Andersen: Discoveries in an open air museum
Fair Game
I’m sitting naked, Buddha-like, in a shallow cave, deep in a desert wilderness. A canyon wren splits the silence with its welcome song. A warm breeze flutters leaves on the cottonwoods.
All is peace and stillness until Graeme shambles up from the shaded perch where he’s been reading near a deep pool of water reflecting the golden rays of afternoon sun.
“I had to move because of red ants,” announces the aged Scot, my longtime hiking and biking bro. “One bit me on the back, and it still hurts.”
“Graeme,” I calmly reply. “I’m in a nirvana moment here trying to transcend the Trump disaster and the global rise of ethno-nationalism … and you complain of ant bites?”
The canyon wren repeats its ageless warble, which penetrates to my inner ear while simultaneously radiating out into the stratosphere. I muse on what Lorenz theorized about the wings of a butterfly causing a tornado in Texas.
Graeme and I are half way through an eight-day desert sojourn penetrating one of the grandest, most beautiful, open-air natural history museums in the world. The route we’ve been hiking meanders 50 miles through a crack in a high sandstone plateau rife with Indian ruins and rock art.

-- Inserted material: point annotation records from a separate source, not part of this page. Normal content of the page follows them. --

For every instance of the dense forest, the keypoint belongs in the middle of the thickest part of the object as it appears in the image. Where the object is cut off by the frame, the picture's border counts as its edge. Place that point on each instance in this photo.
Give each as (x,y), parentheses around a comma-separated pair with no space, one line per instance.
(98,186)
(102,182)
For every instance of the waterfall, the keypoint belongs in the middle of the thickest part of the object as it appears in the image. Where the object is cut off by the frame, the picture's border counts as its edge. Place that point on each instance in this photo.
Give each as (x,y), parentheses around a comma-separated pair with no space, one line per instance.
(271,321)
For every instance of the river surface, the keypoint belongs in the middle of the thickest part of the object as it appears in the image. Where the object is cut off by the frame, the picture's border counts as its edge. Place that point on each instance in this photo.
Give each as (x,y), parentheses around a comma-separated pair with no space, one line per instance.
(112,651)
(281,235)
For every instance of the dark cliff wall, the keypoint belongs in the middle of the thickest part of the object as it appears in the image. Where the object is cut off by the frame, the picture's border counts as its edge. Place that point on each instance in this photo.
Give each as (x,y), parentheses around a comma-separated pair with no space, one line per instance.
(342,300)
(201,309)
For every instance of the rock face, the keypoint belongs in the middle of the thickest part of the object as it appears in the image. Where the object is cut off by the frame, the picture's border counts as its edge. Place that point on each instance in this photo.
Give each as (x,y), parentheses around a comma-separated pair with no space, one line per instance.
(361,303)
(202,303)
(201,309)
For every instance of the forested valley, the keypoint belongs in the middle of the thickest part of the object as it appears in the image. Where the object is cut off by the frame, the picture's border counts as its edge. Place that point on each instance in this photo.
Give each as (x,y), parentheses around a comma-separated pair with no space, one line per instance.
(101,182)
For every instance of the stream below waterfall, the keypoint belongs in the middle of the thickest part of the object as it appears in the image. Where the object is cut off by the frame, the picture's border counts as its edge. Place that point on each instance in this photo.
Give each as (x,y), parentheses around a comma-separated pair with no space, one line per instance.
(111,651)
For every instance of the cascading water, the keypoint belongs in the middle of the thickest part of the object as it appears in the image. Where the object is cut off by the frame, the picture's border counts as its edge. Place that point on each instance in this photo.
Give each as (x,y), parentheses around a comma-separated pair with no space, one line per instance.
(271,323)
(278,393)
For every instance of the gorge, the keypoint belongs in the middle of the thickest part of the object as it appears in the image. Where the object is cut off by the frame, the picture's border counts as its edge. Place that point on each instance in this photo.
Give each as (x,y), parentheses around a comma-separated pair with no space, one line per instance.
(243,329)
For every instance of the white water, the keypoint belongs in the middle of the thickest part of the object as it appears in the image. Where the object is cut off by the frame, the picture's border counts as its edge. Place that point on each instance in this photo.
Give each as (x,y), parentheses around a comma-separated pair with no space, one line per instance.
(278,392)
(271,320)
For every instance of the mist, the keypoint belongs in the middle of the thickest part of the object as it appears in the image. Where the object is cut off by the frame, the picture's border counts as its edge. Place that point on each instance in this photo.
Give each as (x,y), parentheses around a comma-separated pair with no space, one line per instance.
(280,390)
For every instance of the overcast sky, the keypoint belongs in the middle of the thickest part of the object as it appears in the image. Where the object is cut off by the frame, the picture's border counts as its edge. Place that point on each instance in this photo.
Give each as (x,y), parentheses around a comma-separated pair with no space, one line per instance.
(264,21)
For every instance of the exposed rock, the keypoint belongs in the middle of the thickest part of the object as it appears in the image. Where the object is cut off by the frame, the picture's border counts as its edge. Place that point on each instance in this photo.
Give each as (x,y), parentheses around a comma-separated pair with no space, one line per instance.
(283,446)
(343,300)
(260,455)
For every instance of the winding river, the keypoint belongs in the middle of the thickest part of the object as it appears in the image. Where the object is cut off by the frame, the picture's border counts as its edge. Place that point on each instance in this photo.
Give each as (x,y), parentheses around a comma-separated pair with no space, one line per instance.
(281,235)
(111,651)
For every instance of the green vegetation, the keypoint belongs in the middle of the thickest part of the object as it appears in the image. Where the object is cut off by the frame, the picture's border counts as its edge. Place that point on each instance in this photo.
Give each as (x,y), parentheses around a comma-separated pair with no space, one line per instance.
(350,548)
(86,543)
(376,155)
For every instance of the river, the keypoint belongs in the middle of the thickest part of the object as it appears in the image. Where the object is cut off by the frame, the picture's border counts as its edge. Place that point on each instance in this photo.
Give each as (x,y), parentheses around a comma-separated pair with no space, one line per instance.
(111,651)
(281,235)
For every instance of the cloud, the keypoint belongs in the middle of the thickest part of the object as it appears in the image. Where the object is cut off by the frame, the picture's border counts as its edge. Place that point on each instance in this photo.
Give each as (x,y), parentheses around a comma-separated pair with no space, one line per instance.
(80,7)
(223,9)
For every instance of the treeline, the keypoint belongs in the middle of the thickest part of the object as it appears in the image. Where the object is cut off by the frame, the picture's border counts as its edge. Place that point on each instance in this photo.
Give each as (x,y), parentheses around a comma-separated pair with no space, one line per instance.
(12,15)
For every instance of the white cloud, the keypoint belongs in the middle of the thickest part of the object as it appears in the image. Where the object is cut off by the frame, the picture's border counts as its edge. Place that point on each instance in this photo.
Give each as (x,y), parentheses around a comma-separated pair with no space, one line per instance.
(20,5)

Our thoughts have been cut adrift from news media and screen time. Left to their own devices, our wandering minds have meandered in sympathy with our feet through labyrinthine twists and turns.
From our camp in a narrows beneath an overhang of rock that shades us from the hot sun, we look across the canyon at a towering wall of sandstone representing millions of years of geologic evolution.
In stark contrast comes the thundering crescendo of a commercial jet arcing across the deep blue and leaving a crystalline wake that drifts with prevailing air currents. The sky has become hazy from dozens of jet contrails that lace together like the weaves of a basket.
The sandstone wall catching the evening sun signifies eons in which man is not even a footnote. Graeme and I posit that one day the Anthropocene epoch will be but a thin, radioactive layer of compressed plastic and steel in a future sandstone wall containing all the great ideas, the hopes and dreams, the blood, sweat and tears of humanity.
We have met others in the canyon who also are there to ponder. Such a rare place attracts philosophers, naturalists, writers, composers, photographers, archaeologists, spiritualists, recreationalists, escapists and adventures. All see it on foot the way the earliest inhabitants saw it, albeit with an overlay of technology, from Gore-Tex to GPS.
For those earlier residents, their clock was not digital; it was the sun. Diurnal rhythms were formed by day and night. Shadows were the hour hand. The moon tracked the months. Seasons tracked the years.
We who come here today hike the canyon to appreciate those same ancient rhythms, to find the unknown, to ponder timeless mysteries. We witness, as if for the first time, the geometry of the stars, which gave early man order and consistency amid the maelstrom of life.
As formative beings our emotions mirrored the weather with calm, peace and tranquility or stormy, tempestuous passion. Language was born in mimicry of animal sounds, from the basso profondo of the croaking frog and guttural raven to the mellifluous alto of the robin and the soprano trill of a warbler.
With a little imagination one finds that we are not so far removed from the ancients. The human imagination is still fired by mystery from the natural world, like a spirit figure pictograph or the plaintive cry we heard one night and could not decide whether it was bird or mammal.
The rumble of a jet brings us back to the present and we leap forward a thousand years in the moment of a heartbeat. Walking 50 miles of canyon and sleeping in its folds, each mile asks not what we learned, but what we pondered.
From my naked Buddha perch I feel a warm breeze rising up the canyon and I hear it sigh in the cottonwoods. The questions and answers of the ages are written on the canyon walls.